Mr. Orszag, former director of the Office of Management and Budget in the Obama administration, wrote that a primary reason hospitals are so often deemed inefficient is because high-spending ones don’t seem to generate any better results than those hospitals that spend less. Furthermore, the current reimbursement system doesn’t punish inefficient hospitals.
But Mr. Orszag cited two studies that disprove this critique. One, led by economists from Harvard University, Massachusetts Institute of Technology and the University of Chicago, found hospitals with higher survival rates net of the cost of treatment actually ended up receiving more patients.

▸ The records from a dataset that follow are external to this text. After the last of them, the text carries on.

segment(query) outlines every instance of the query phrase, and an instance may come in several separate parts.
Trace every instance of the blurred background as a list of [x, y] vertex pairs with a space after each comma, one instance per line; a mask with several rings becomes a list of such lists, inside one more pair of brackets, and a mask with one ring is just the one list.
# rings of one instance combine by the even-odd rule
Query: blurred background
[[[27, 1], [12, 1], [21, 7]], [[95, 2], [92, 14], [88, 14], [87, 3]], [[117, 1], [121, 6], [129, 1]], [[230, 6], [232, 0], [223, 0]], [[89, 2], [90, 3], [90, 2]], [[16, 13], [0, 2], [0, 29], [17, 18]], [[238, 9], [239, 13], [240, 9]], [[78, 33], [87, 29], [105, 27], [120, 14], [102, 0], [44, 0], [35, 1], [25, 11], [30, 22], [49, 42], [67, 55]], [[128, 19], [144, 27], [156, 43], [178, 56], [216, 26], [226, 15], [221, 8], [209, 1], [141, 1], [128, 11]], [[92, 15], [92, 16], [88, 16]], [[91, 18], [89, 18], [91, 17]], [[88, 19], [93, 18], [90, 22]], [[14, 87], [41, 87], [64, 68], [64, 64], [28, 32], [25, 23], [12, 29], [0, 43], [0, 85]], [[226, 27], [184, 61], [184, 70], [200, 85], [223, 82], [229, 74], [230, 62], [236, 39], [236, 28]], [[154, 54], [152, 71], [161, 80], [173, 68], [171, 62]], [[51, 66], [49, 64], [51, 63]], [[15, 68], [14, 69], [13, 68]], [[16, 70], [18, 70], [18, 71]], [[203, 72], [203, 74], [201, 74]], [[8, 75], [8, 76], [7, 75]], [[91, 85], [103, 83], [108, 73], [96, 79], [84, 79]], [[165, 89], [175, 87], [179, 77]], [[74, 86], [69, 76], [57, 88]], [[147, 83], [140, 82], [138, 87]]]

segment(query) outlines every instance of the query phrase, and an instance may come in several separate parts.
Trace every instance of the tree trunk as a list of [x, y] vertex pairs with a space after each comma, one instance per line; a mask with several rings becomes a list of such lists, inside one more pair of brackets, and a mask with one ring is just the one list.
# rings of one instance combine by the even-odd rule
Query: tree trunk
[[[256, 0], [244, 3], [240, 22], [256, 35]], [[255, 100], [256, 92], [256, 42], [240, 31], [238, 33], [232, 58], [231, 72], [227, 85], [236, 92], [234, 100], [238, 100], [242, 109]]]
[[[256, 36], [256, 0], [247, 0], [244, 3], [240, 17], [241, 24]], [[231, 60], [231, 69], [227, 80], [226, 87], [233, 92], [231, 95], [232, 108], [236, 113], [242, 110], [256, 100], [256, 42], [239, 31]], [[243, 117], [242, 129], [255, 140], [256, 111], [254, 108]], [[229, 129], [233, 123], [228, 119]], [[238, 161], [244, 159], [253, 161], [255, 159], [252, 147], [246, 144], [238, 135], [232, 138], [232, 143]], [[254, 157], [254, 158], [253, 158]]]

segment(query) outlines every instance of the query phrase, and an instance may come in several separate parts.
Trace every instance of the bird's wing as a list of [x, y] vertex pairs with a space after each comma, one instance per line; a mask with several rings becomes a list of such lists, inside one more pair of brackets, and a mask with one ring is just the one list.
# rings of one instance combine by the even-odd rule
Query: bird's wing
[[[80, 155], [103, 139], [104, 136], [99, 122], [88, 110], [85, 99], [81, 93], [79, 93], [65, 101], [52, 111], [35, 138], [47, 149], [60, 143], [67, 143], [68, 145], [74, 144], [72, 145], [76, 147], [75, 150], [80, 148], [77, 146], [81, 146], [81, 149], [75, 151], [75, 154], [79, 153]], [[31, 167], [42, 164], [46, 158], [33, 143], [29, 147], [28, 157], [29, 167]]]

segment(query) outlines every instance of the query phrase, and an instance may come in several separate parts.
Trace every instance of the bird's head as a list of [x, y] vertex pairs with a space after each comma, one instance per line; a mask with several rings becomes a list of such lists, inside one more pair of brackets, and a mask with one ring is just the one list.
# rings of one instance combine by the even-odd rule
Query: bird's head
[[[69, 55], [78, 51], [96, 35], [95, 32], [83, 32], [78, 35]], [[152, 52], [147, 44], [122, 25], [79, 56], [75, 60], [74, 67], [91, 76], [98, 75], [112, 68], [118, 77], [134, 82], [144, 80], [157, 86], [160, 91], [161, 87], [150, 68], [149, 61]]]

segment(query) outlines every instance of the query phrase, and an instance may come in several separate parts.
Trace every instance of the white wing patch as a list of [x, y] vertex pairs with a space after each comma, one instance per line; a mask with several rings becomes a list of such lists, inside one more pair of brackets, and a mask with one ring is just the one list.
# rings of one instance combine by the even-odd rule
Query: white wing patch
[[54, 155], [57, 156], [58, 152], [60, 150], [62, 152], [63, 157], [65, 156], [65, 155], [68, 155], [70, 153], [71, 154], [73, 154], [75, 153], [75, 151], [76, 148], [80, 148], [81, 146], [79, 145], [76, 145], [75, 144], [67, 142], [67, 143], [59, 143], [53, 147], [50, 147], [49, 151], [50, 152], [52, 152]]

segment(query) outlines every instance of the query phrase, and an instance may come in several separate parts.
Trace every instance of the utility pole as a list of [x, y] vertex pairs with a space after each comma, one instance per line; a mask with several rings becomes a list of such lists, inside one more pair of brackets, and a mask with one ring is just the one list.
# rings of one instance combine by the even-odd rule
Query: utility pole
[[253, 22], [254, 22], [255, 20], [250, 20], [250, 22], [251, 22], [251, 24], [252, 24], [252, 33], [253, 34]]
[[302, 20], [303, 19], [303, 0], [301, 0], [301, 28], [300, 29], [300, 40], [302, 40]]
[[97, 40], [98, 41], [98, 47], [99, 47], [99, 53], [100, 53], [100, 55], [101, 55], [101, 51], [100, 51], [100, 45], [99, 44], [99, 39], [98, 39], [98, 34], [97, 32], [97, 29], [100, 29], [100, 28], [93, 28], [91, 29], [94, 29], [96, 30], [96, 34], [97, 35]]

“More specifically, if in a given year hospital A had 10 percent higher productivity than hospital B, hospital A tended to have 25 percent higher market share that year and to experience 4 percent more growth over the subsequent five years,” wrote Mr. Orszag.
The researchers said competitive market forces could reallocate market share to higher productivity hospitals, or higher productivity hospitals may have other features, like attractive lobbies or good managers, that separately increase demand. “But whatever the driving force behind them, some force or forces in the healthcare sector lead it to evolve in a manner favorable to higher productivity producers,” the study authors concluded.
A second, separate study from the Institute of Medicine suggested the principal driver of variation in Medicare costs is not hospitals, but post-acute care. “Were it not for this regional variation in post-acute care, the overall Medicare spending variation would be 73 percent less,” wrote Mr. Orszag.
Mr. Orszag said he expects internal variation within hospitals, such as practice norms among physicians, to diminish within the next 10 years as healthcare transitions to pay-for-performance and digital records are more widely used. Still, until that happens, he says it is too soon to conclude hospitals are actually efficient.